これはあらゆる野党が共通して持つべき役割であり、個々の野党の政治スタンスは関係ない。どんなに「目指す社会像」が違っても、国会では今目の前にある政権与党の問題点を洗い出し、追及し、改めさせるのが、それぞれの野党の仕事だ。野党間の競争は国会外でやるべきなのだ(昨年前半の維新は、そのことを忘れて「国会内での立憲批判」に終始したために、野党全体の勢いを削ぎ、参院選での自らの伸び悩みにつながった)。

国会内で野党間の協力という話が出ると、メディアはなぜか「選挙協力は?」「連立は?」という話に、一足飛びに飛躍する。国会での連携と選挙協力、連立協議までを雑駁ざっぱくに、一緒くたに論じ「どうだ、まとまれないだろう?」と突きつけてくる。

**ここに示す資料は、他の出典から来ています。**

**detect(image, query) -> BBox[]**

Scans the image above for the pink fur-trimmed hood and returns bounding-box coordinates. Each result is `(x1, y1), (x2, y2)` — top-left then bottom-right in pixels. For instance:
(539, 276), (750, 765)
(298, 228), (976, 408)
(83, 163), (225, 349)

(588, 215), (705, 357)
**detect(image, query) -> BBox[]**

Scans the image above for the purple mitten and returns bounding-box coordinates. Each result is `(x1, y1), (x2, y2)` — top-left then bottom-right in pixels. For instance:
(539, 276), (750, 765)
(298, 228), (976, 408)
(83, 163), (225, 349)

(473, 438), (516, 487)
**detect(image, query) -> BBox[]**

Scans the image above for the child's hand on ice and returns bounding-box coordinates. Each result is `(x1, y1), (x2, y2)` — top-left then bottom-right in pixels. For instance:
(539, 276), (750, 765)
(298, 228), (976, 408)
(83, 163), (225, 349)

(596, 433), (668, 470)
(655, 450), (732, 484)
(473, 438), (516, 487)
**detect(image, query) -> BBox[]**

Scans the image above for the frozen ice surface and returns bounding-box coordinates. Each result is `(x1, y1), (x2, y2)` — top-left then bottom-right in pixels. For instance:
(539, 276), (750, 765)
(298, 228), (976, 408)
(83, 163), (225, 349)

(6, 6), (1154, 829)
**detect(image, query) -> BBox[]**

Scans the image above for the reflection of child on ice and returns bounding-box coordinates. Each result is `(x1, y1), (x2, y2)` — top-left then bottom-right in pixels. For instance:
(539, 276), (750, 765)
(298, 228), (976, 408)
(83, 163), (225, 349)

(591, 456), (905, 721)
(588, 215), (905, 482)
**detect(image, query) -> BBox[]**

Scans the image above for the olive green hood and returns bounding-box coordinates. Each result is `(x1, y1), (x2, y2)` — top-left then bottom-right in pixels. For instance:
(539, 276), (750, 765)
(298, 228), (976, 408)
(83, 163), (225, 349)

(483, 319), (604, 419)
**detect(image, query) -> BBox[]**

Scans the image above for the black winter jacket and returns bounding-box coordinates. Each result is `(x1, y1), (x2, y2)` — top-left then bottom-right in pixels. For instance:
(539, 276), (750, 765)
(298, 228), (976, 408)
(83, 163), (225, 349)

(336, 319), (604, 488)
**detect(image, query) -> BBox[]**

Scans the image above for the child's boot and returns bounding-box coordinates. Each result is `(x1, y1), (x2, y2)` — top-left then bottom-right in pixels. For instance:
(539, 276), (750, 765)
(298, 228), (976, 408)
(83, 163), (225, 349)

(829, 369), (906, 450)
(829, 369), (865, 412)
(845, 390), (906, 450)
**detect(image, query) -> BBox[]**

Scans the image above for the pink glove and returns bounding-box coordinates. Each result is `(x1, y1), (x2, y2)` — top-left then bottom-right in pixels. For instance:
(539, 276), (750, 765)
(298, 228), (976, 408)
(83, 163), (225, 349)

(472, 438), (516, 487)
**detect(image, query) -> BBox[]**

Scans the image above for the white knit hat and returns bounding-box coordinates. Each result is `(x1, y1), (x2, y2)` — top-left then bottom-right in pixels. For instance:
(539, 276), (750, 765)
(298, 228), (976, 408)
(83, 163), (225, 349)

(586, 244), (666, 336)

そうなれば野党各党や支持者の間に「確かに、あの党とは連立を組めない」「選挙で候補者調整してあの党の候補を推薦するなんて無理」などと、ネガティブな反応が生まれてくる。「野党である以上、立場は違っても国会ではそろって政権を批判する」という当たり前のことに、二の足を踏む空気が生まれてしまう。やがて野党の連携が乱れ、結果として「与党ペースの国会」が出来上がる……。

私たちはこれまで何度も、そんな国会を見せつけられてきた。

もう、こういうことはやめにしたい。「野党はただ『野党である』というだけで、国会内では組んでも当然なのだ」という考え方を取り戻したい。